There were an unusually high number of new entries in the main GPU chart. We tend to see one or maybe two of these, but there were five in June, including the top three best performers of the month: the RTX 5060 laptop GPU, an "Nvidia graphics device," and the RTX 5060. That graphics device mostly represents people playing Steam games on cloud PCs, such as Nvidia GeForce Now users.

Despite its shockingly high price and limited availability, the RTX 5090 has entered the main chart with a 0.19% share, while the final new entry is another mobile GPU, the RTX 5070 laptop GPU. Overall, it was a good month for Nvidia's Lovelace series, which has been called the company's worst architecture in recent times.

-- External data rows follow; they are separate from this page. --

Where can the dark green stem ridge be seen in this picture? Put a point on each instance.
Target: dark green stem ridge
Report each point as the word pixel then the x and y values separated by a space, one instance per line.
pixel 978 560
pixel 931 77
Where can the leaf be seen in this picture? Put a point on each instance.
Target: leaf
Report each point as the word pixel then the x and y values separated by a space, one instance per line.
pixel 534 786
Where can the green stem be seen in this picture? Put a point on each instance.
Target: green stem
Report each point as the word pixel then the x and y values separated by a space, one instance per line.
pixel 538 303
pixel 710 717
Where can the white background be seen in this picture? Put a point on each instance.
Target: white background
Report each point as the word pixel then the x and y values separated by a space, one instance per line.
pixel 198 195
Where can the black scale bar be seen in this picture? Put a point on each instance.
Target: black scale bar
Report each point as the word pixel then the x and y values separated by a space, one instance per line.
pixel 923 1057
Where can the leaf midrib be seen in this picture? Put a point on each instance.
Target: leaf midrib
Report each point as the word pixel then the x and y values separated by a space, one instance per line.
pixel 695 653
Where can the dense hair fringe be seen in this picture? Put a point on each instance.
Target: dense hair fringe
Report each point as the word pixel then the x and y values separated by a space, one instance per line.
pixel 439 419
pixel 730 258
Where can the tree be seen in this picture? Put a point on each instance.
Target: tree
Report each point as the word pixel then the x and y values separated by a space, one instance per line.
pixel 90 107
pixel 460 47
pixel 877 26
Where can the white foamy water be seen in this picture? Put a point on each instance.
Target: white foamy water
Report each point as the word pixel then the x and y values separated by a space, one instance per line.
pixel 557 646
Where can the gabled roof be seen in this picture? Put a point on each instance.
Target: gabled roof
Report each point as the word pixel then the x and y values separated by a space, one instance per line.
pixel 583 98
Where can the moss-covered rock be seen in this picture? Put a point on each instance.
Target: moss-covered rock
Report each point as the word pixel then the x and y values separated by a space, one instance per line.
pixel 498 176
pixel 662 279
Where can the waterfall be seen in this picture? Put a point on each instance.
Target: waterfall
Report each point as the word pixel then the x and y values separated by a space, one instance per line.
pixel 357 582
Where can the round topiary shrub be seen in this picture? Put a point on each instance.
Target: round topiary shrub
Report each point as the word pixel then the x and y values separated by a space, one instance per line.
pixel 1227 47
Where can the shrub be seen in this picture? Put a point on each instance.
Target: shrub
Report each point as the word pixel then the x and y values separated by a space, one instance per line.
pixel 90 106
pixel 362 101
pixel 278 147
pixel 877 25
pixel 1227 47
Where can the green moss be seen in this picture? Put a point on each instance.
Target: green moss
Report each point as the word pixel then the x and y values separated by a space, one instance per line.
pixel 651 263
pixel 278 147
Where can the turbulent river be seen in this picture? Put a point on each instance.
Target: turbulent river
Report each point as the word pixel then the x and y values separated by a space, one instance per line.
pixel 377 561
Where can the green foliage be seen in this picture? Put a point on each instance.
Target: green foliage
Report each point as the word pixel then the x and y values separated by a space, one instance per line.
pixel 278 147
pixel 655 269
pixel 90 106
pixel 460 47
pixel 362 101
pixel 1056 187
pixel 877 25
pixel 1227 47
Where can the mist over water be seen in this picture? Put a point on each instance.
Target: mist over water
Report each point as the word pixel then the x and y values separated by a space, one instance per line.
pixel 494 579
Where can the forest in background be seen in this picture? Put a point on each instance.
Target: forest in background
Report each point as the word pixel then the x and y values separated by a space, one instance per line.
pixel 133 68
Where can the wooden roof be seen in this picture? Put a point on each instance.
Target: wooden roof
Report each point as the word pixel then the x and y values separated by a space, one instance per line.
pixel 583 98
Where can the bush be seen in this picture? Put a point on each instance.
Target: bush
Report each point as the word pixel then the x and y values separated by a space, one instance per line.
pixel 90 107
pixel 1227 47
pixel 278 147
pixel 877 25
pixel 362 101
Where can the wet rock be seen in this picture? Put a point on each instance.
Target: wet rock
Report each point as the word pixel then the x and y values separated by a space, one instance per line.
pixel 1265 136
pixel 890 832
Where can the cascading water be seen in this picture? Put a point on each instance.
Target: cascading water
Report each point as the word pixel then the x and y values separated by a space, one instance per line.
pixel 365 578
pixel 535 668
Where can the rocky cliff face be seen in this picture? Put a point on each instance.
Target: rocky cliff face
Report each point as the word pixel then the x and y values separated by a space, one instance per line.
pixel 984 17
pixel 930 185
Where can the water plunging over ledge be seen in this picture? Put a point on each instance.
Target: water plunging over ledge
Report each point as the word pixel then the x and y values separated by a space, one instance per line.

With an almost 75% share, Nvidia still has the vast majority of GPUs in the chart. AMD's Radeon RX 9000 series is yet to make an appearance, and its highest entry, the Radeon RX 6600, is in 28th place.

Moving over to the CPU section, AMD continued its long-running trend of increasing its user share as Intel's declines. Team Red processors are now found in 39.56% of participants' PCs, while Team Blue is down to 60.27%. It likely won't be long before AMD CPUs are found in four out of every ten devices, something that seemed impossible just a few years ago.

Elsewhere in the survey, Windows 11 is now by far the most popular OS. It's just a few percentage points away from a 60% share, while Windows 10 fell again, down to 35.6%. With the older version's end-of-support date (October 14), just over three months away, expect the rate of its decline to increase.

There are few changes across the rest of the survey. 1080p remains the most common resolution – something that AMD's Franz Azor highlighted as a reason why the company still makes 8GB cards – most people have 16GB of system RAM, and English remains the most common language.